Absolutely! Your needs and the Olympic athlete’s differ by degree not kind. Increased power, strength, cardiovascular and respiratory endurance, flexibility, stamina, coordination, agility, balance, and coordination are each important to the world’s best athletes and to our grandparents. The amazing truth is that the very same methods that elicit optimal response in the Olympic or professional athlete will optimize the same response in the elderly. Of course, we can’t load your grandmother with the same squatting weight that we’d assign an Olympic runner, but they both need to squat. In fact, squatting is essential to maintaining functional independence and improving fitness. Squatting is just one example of a movement that is universally valuable and essential yet rarely taught to any but the most advanced of athletes. This is a tragedy. Through thorough coaching and incremental load assignment MVMNT has been able to teach anyone who can care for themselves to perform safely and with maximum efficacy the same movements typically utilized by professional coaches in elite and exclusive environments.
What if I don’t want to be an athlete;
I just want to be healthy?
You’re in luck. We hear this often, but the truth is that fitness, wellness, and pathology (sickness) are measures of the same entity, your health. There are a multitude of measurable parameters that can be ordered from sick (pathological) to well (normal) to fit (better than normal). These include but are not limited to blood pressure, cholesterol, heart rate, body fat, muscle mass, flexibility, and strength. It seems as though all of the body functions that can go awry have states that are pathological, normal, and exceptional and
that elite athletes typically show these parameters in the exceptional range. The Movement Lab view is that fitness and health are the same thing.
What is the MVMNT Method?
The CrossFit method is to establish a hierarchy of effort
and concern that builds as follows:
Diet - lays the molecular foundations for fitness and health.
Metabolic Conditioning - builds capacity in each of three
metabolic pathways, beginning with aerobic, thenlactic acid, and then phosphocreatine pathways.
Gymnastics - establishes functional capacity for body control and range of motion.
Weightlifting and throwing - develop ability to control external objects and produce power.
Sport - applies fitness in competitive atmosphere with more randomized movements and skill mastery.
What are Some Examples of MVMNT Exercises?
Biking, running, and rowing in an endless variety of drills.
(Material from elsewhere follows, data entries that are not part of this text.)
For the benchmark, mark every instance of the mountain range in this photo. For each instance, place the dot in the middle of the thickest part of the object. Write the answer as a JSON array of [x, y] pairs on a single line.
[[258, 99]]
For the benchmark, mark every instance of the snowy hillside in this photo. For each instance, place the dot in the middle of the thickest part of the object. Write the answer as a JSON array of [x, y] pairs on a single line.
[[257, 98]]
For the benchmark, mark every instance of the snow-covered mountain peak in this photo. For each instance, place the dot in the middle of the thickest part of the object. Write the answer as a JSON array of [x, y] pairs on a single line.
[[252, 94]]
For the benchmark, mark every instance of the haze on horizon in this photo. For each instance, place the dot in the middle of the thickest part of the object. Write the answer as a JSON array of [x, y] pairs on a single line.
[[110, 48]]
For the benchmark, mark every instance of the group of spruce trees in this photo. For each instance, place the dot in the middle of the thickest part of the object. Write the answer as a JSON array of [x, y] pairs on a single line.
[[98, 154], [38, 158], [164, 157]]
The clean&jerk, snatch, squat, deadlift, push-press, bench-press, and power-clean. Jumping, medicine ball throws and catches, pull-ups, dips, push-ups, handstands, presses to handstand, pirouettes, kips, cartwheels, muscle-ups, sit-ups, scales, and holds. We make regular use of bikes, the track, rowing shells and ergometers, Olympic weight sets, rings, parallel bars, free exercise mat, horizontal bar, plyometrics boxes, medicine balls, and jump rope. There isn’t a strength and conditioning program anywhere that works with a greater diversity of tools, modalities, and drills.
What if I don’t have time for all of this?
It is a common sentiment to feel that because of the obligations of career and family that you don’t have the time to become as fit as you might like. Here’s the good news: world class, age group strength and conditioning is obtainable through an hour a day six days per week of training. It turns out that the intensity of training that optimizes physical conditioning is not sustainable past
forty-five minutes to an hour. Athletes that train for hours a day are developing skill or training for sports that include adaptations inconsistent with elite strength and conditioning. Past one hour, more is not better!